Brighton gilt wohl als die LGBTQ+-freundlichste Stadt Großbritanniens außerhalb Londons — Kemptown (St James's Street und Umgebung) ist ein dichtes schwules Viertel mit Bars, Clubs und echtem Gemeinschaftsgefühl. Eine Stunde von London mit dem Zug entfernt und absolut den Ausflug wert.
Hauptclubs
- Club Revenge (32-34 Old Steine) — Brightons größter schwuler Superclub; große Tanzfläche, mehrere Räume, wöchentliche Themenabende wie Poptastic (Pop-Musik), G-A-Y Brighton und weitere. Geöffnet bis spät in die Nacht; die erste Adresse für ernsthaftes Clubbing. An der Strandpromenade, leicht zu finden.
- Subline — unterirdischer schwuler Club mit dunklerem, elektronischerem Sound; beliebt bei Bears und der Leather-Szene. Alternativere Atmosphäre als Revenge.
Bars — Kemptown
- Legends Bar (31-34 Marine Parade) — Bar und Hotel direkt am Meer; Pool, Sonnendeck und atemberaubender Meerblick. Beliebt für Nachmittagsgetränke und den frühen Abend; die Bar im Erdgeschoss ist einladend und an Wochenenden gut besucht.

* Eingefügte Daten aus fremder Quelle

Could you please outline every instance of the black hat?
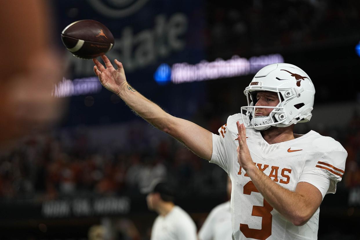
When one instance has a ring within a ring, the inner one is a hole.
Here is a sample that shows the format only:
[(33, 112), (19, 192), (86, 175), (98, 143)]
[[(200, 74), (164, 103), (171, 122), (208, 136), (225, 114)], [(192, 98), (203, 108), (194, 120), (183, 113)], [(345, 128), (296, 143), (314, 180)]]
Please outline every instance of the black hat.
[(145, 194), (158, 193), (164, 201), (173, 201), (175, 196), (174, 187), (162, 179), (155, 179), (141, 192)]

- The Zone (St James's Street) — belebte Bar im Herzen von Kemptown; regelmäßige Drag-Shows, Karaoke und Unterhaltungsprogramm. Zuverlässig sieben Nächte die Woche geöffnet.
- Bulldog (31 St James's Street) — eine der älteren Locations in Kemptown; Bar unten, kleiner Club oben. Unkompliziert, gemischtes schwules Publikum, gut für einen Kneipenabend.
- Doctor Brightons (16 Kings Road, Strandpromenade) — schwuler Pub an der Strandpromenade mit viktorianischem Dekor; gemütlich und einladend. Eines der markantesten Interieurs entlang der Strandpromenade.
- The Camelford Arms (30 Compton Avenue) — schwuler Nachbarschaftspub abseits der Hauptmeile; Bears, Leather-Szene und Stammgäste. Entspannter und lokaler als die Lokale an der St James's Street.
Brighton Pride
Am ersten Augustwochenende — eines der größten Pride-Events Großbritanniens, das mehrere hunderttausend Menschen in die Stadt zieht. Die Parade verläuft von Hove Lawns durch das Stadtzentrum; Preston Park beherbergt das Hauptfestival mit mehreren Bühnen. Unterkünfte sind Monate im Voraus ausgebucht und die Preise steigen erheblich — frühzeitig buchen oder einen Tagesausflug von London in Betracht ziehen (die Züge sind voll, fahren aber häufig). Die Stadt wird auf die bestmögliche Weise vollständig in Beschlag genommen; selbst Besucher, die nicht wegen Pride kommen, können sich dem Spaß kaum entziehen.